Continuation of this proceeding unjust

  1. Mr Voukidis submitted that to permit Ambridge to reshape its case into a proceeding brought on behalf of Break Fast would be unjust and bring the administration of justice into disrepute.  A central ground upon which Mr Voukidis relied to support his application for a permanent stay, accepted by the Court, was the injustice caused by his exposure to near identical claims in two proceedings by plaintiffs who were both under the effective control of Taylor.  There were, of course, other grounds.  The oppressive nature of the conduct was exacerbated by the prosecution of the Break Fast proceeding at trial. 

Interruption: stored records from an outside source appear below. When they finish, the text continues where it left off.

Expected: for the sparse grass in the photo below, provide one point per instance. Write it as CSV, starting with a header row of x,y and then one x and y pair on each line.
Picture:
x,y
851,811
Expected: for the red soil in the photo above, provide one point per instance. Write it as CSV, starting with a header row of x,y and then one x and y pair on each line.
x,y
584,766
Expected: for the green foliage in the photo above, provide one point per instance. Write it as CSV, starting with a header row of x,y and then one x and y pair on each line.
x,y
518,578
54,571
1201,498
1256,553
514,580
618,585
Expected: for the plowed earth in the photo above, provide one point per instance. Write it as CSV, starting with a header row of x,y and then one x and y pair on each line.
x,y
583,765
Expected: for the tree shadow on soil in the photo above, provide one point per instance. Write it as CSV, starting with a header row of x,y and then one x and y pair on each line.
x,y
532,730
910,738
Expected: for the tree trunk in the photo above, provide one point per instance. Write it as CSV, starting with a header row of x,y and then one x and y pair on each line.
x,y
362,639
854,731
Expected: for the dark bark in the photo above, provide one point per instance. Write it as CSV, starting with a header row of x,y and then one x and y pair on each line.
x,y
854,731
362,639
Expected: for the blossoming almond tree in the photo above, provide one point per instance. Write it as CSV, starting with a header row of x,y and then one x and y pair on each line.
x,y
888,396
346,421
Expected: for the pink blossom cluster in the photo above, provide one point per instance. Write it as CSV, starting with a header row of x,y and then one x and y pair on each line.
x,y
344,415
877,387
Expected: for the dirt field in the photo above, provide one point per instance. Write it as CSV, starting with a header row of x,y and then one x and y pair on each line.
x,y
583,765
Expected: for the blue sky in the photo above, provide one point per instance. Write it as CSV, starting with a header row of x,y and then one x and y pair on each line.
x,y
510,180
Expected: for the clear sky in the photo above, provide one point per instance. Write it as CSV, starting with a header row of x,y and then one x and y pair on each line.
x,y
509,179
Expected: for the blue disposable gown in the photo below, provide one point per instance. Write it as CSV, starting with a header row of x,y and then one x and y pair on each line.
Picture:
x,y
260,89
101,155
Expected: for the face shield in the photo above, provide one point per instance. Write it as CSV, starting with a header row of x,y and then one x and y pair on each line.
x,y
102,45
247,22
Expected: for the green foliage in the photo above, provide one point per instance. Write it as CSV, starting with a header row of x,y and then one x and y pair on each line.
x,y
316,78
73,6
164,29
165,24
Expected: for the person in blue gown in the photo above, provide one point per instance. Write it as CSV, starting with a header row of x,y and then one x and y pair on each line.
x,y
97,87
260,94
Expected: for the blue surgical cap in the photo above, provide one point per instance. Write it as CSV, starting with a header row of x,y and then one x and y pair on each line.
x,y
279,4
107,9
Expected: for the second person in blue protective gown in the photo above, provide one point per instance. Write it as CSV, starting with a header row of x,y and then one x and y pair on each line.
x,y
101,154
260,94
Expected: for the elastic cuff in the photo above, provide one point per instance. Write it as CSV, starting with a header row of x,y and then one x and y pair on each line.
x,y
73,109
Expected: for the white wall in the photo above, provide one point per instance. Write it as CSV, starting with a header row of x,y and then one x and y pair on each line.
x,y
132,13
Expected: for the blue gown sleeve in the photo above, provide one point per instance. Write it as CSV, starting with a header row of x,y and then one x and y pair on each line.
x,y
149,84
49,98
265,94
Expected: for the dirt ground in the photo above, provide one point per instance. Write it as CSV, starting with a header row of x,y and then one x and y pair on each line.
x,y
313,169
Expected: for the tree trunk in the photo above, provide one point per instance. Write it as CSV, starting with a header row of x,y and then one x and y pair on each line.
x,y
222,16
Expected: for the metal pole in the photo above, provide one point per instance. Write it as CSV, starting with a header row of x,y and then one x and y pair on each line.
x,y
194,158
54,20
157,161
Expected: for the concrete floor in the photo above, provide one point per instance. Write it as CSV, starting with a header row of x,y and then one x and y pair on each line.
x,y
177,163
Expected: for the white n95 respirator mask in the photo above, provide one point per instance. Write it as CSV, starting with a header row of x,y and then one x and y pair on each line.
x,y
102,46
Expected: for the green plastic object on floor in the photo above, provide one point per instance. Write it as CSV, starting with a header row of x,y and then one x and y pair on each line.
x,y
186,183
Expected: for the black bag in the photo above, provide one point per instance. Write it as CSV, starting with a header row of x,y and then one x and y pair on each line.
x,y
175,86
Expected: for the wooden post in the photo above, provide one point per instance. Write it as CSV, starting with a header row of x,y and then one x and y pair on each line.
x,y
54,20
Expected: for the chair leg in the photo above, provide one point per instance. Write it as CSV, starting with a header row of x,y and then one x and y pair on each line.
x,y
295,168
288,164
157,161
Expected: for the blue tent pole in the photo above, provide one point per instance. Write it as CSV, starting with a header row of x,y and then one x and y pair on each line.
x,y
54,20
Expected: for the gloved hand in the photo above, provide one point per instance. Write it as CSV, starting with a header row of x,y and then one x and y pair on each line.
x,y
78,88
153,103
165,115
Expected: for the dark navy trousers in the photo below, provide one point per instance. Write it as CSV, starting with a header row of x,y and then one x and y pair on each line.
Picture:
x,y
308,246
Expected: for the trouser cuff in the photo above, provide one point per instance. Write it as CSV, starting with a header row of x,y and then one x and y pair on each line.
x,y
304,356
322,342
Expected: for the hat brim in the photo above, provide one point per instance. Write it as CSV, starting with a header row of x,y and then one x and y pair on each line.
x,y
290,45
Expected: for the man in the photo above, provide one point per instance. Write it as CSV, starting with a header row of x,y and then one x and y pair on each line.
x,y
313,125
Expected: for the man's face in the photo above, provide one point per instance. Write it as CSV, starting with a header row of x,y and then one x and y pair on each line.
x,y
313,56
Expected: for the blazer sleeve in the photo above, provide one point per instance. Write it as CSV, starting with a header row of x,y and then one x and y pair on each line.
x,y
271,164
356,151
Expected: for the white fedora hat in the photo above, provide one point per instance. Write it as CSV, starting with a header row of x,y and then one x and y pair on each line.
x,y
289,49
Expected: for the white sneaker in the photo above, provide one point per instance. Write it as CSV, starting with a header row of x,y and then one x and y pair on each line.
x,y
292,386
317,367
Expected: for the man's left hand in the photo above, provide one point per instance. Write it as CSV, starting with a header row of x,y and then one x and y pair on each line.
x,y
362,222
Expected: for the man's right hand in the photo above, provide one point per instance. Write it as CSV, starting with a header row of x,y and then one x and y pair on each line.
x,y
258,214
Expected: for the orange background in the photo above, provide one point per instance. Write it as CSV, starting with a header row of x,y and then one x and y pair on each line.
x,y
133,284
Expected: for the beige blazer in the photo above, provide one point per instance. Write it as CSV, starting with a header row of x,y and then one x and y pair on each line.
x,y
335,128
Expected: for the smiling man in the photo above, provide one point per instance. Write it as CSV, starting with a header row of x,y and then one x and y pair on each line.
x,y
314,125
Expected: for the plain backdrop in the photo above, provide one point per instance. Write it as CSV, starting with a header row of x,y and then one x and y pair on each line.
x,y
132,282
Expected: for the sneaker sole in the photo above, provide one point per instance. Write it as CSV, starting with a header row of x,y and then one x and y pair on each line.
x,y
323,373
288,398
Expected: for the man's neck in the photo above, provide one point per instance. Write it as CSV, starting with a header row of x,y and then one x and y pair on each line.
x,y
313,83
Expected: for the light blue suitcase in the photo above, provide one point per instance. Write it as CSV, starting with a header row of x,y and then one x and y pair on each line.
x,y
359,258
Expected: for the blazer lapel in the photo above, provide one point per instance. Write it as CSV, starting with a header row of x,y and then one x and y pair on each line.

  1. During the course of submissions on the stay application, Mr Voukidis accepted that one possible outcome, should his application prove successful was exposure to another trial.  He now suggests that, when making that concession, the trial he had in mind involved a case advanced by Ambridge in its own right, as formulated in the statement of claim as then existed.  The plaintiff now proposes amendments by which the statement of claim will be replaced by a claim prosecuted on behalf of Break Fast in near identical terms to the case advanced in the Break Fast proceeding. 

  1. I am not persuaded that Mr Voukidis could reasonably have made that fine distinction.  An alternative claim was made by Ambridge in this proceeding that Break Fast would be the beneficiary of any judgment.  Once the declaration of a trust relationship had been made, and confirmed on appeal, any trial of the remaining issues would almost certainly have been recast to allege the fundamental allegations of misappropriation as breaches of directors’ duties, in conformity with what was pleaded in the Break Fast proceeding.  I am persuaded that Mr Voukidis made his application for a permanent stay well aware of the prospect of a second trial.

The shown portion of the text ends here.